CRISTALINO
Laura Demaría Rodríguez | Leo Guirao

No lo quise ver.
Al principio no.
Creí no haber sido yo la que estuvo allí, en tantos sitios, a distintas horas y días, hablando, moviéndome de una manera extraña pero segura, como deben de hacerlo las marionetas.

Dicen que el cuerpo se protege por inercia cuando presiente un golpe.

Durante los últimos meses, he rebobinado las horas que hemos pasado juntos.
He hecho este ejercicio de ojos abiertos una y otra vez. De ir hacia atrás para verme proyectada y entender qué estaba pasando, como si saltara a la comba o me persiguiera a mí misma (como si eso fuera posible) hasta decir “pillada”.

He vuelto hasta que me he reconocido -siendo otra- y te he reconocido. Tal y como eres.

Cuando nacemos tardamos tiempo en descubrir los colores, en dejar que se fije el de nuestros propios ojos. Empezamos viendo con un tono acuoso, como de leche. Tenemos una mirada, un cristalino, sin formar.

Puede que dentro de nosotros, a pesar de cumplir años, de crecer y ganar tallas, de conquistar palabras, algo quede frágil, pendiendo de un hilo hecho de esa misma leche. Hasta que se producen las condiciones para ver de verdad.

Eso sentí cuando llegó el momento. Cuando las cosas no fueron blancas o negras, sino moradas, amarillas y verdes.
El arcoíris de la piel golpeada luchando por volver al tono neutro.
El sabor metálico de la sangre, tan de hierro como el frío y el miedo.

Tu actitud siempre fue cambiante. Nunca sabía cómo te iba a encontrar. Pensé que esa incertidumbre fue lo que me atrajo de ti. Qué locura.

Luego llegaron las risas cuando me veías llegar con algo nuevo. La ira si me pintaba los labios y me dejaba el pelo suelto. La violencia si me ponía una falda o una camiseta escotada. El caos si no contestaba a tus mensajes o no te mandaba fotos, o no te decía con quién estaba. Dónde y cuándo iba a volver. Si nos veríamos o si me quedaría a dormir en tu casa. Demasiadas condicionales para alguien que negaba al por mayor, sin avisar.

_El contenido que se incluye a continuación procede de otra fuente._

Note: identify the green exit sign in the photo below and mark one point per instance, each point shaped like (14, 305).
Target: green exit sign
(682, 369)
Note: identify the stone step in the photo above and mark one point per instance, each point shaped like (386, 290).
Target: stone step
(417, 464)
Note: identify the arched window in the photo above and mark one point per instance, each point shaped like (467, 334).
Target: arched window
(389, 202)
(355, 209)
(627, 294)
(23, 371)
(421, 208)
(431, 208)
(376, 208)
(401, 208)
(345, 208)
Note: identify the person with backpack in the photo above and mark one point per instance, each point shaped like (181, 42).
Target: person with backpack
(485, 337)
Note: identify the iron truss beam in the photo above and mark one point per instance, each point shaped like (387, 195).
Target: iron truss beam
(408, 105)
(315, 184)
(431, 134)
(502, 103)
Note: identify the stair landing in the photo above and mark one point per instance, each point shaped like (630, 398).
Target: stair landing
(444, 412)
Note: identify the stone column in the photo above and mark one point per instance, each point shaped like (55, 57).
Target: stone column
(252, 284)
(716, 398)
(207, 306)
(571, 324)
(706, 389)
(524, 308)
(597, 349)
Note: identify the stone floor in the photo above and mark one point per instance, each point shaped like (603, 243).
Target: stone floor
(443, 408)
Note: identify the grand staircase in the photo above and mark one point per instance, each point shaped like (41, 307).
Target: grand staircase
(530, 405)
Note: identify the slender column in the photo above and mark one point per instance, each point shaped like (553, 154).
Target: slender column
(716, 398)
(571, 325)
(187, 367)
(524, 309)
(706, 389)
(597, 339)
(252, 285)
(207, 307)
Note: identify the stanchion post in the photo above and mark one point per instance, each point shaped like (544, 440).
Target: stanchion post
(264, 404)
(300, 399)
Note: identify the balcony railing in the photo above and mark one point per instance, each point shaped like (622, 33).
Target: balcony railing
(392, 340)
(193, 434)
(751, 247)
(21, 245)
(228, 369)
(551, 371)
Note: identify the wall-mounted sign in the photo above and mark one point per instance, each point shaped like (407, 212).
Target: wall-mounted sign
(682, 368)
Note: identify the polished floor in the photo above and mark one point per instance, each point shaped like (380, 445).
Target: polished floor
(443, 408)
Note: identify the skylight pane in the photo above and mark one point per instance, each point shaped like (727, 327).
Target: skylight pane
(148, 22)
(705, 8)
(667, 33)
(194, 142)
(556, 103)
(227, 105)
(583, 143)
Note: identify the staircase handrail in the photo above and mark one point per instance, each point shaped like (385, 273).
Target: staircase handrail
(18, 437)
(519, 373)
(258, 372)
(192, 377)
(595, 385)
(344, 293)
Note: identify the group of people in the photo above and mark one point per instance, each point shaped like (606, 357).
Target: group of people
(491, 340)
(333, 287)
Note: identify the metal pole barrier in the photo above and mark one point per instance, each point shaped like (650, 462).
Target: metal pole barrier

Con contundencia.

Me costó denunciarte la primera vez.
Vendrías a por mí al salir del calabozo. No me equivoqué.
Me partiste un par de dientes y tres costillas. No me dolió. Ya no.
Necesité cinco denuncias más y siete años para conseguir la dichosa orden de alejamiento que no cambió nada.

Me destrozaste el coche, quemaste la entrada de mi casa, intentaste desfigurarme.
Es un resumen corto. No me gusta recrearme en el dolor.

Cada vez estabas más cerca. De eso se trataba. De que te confiaras.
Fue tal la paliza que me diste en plena calle que perdí el conocimiento no sé por cuánto tiempo.

Pensaste que había muerto. Te hice pensar que me habías matado por fin.
Lo grabé todo. Cuando supe que vendrías a por mí llamé a la policía.
Al ver la patrulla, recuerdo abrir los ojos y decirte: “pillado”.